Those figures are Father Alejandro Solalinde, a priest and onetime Nobel Peace Prize contender who is now an advisor to Mexican president Andrés Manuel López Obrador; Armando Vilchis, a shelter proprietor and associate of Solalinde who is something of a local power player around the central Mexican city of Toluca; Irineo Mujica, a Mexican-American activist who has coled a number of migrant caravans and is quoted semi-frequently in North American news media; and an affluent Mexico City lawyer, unnamed in the book, with connections to Mexican senator Nestora Salgado.

As the book’s title suggests, Vonk and Kirschner are able to tell these stories because Kirschner is both a migrant and a hacker, which makes him a much sought-after personality among some of the most shadowy players on the migrant trail. Kirschner cut his teeth in the New York City of the 1990s, scraping data from ATMs and raiding the checking accounts of his schoolyard rivals. Decades later, snaking through Mexico from Guatemala, Kirschner finds that his youth has left him with a reservoir of hidden talent. The systems he learned in 1990s America, by now relatively archaic north of the border, still dominate the information technology in use in much of Latin America.

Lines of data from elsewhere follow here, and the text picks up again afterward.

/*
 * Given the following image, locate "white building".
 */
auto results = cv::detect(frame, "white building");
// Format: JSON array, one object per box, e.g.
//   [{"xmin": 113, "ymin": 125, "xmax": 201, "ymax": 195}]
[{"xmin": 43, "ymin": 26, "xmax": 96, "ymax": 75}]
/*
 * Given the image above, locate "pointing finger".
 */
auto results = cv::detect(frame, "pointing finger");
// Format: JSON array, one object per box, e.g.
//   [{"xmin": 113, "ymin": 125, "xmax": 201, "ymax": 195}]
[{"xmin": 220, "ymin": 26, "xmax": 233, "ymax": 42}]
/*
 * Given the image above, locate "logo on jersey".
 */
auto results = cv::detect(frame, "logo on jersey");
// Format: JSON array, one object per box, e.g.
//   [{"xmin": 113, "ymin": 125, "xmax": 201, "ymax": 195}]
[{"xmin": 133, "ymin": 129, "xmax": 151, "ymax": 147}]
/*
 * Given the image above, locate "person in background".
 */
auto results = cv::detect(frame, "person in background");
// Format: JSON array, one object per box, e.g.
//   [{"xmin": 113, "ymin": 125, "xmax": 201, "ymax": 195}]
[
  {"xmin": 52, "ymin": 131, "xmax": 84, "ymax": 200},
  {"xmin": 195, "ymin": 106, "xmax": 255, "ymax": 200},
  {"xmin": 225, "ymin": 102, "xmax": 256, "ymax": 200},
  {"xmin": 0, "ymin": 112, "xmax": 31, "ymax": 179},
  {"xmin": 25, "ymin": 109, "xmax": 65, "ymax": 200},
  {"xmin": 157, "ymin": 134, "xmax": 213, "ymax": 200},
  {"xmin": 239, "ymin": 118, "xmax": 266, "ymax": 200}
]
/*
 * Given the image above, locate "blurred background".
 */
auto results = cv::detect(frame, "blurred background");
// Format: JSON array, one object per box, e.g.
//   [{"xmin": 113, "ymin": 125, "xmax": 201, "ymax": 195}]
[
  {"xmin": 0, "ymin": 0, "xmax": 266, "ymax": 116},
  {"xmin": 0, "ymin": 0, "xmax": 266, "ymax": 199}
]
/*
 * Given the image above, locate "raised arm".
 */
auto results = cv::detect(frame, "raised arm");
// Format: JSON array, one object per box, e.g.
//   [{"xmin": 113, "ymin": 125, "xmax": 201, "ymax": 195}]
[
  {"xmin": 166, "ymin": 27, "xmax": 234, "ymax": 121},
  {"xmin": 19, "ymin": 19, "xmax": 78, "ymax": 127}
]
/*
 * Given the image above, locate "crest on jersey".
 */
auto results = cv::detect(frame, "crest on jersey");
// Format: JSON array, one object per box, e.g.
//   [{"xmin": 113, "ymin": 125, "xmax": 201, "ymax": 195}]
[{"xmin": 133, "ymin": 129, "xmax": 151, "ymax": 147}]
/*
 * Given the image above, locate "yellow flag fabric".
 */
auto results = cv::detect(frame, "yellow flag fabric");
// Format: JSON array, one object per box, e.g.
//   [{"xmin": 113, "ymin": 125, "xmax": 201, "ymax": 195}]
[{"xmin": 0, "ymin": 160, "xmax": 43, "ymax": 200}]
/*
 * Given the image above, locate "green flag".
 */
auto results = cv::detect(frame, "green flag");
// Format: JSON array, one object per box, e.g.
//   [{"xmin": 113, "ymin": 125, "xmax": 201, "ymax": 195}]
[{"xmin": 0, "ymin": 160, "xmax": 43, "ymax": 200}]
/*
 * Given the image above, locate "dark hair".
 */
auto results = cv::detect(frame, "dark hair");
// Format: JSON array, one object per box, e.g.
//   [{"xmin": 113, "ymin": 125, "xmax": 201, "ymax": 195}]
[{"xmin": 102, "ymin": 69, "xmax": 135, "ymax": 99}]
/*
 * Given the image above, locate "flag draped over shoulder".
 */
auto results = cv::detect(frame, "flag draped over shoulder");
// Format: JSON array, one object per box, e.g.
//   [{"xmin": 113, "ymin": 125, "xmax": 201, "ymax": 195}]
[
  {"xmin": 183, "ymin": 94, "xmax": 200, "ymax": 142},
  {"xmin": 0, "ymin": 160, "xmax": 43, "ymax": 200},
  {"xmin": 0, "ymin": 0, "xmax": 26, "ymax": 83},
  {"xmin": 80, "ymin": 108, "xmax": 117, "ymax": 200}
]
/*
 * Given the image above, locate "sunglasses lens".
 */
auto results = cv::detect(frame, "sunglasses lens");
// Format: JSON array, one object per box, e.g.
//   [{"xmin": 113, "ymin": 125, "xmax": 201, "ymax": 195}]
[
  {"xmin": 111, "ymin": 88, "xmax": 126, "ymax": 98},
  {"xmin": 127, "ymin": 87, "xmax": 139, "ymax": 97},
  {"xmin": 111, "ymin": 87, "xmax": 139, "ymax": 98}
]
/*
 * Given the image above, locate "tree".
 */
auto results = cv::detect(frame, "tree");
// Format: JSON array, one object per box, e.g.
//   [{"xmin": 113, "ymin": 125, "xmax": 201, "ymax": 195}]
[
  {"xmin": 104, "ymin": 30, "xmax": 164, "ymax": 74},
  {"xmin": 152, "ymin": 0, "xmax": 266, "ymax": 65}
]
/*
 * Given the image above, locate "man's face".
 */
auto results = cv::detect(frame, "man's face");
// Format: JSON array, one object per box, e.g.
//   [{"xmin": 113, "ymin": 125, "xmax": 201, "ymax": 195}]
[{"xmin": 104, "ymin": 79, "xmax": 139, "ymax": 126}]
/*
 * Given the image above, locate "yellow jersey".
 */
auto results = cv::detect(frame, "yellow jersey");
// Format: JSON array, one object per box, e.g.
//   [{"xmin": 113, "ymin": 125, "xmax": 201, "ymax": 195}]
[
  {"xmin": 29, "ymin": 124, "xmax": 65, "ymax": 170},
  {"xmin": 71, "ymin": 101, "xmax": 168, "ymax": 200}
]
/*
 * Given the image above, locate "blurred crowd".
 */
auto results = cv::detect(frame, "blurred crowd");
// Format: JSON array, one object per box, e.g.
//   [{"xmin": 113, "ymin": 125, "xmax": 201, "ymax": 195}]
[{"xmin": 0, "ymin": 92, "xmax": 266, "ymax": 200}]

He reveals himself during a tense standoff with the Mexican police. With the pilgrims of the Viacrucis encircled by police vehicles, their cell phones having fallen suddenly useless, Kirschner uses a busted-down laptop to override the police’s signal jammer. The immediate danger is averted — but soon Kirschner finds himself encircled again, this time by humanitarians who see in the trash-talking, question-dodging migrant a potent vehicle for self-advancement.

The most powerful of these humanitarians attempt to enlist Kirschner in their self-interested schemes — whether by flattery, coercion, or force. Over the course of years, Kirschner meets their efforts with his own herculean struggle to shuffle himself free from their control and continue his journey northward. He undertakes this recursive and increasingly dangerous mission with the help of his anthropologist friend, who is by now clear-eyed about the migrant trail and no longer susceptible to the humanitarians’ pretty lies.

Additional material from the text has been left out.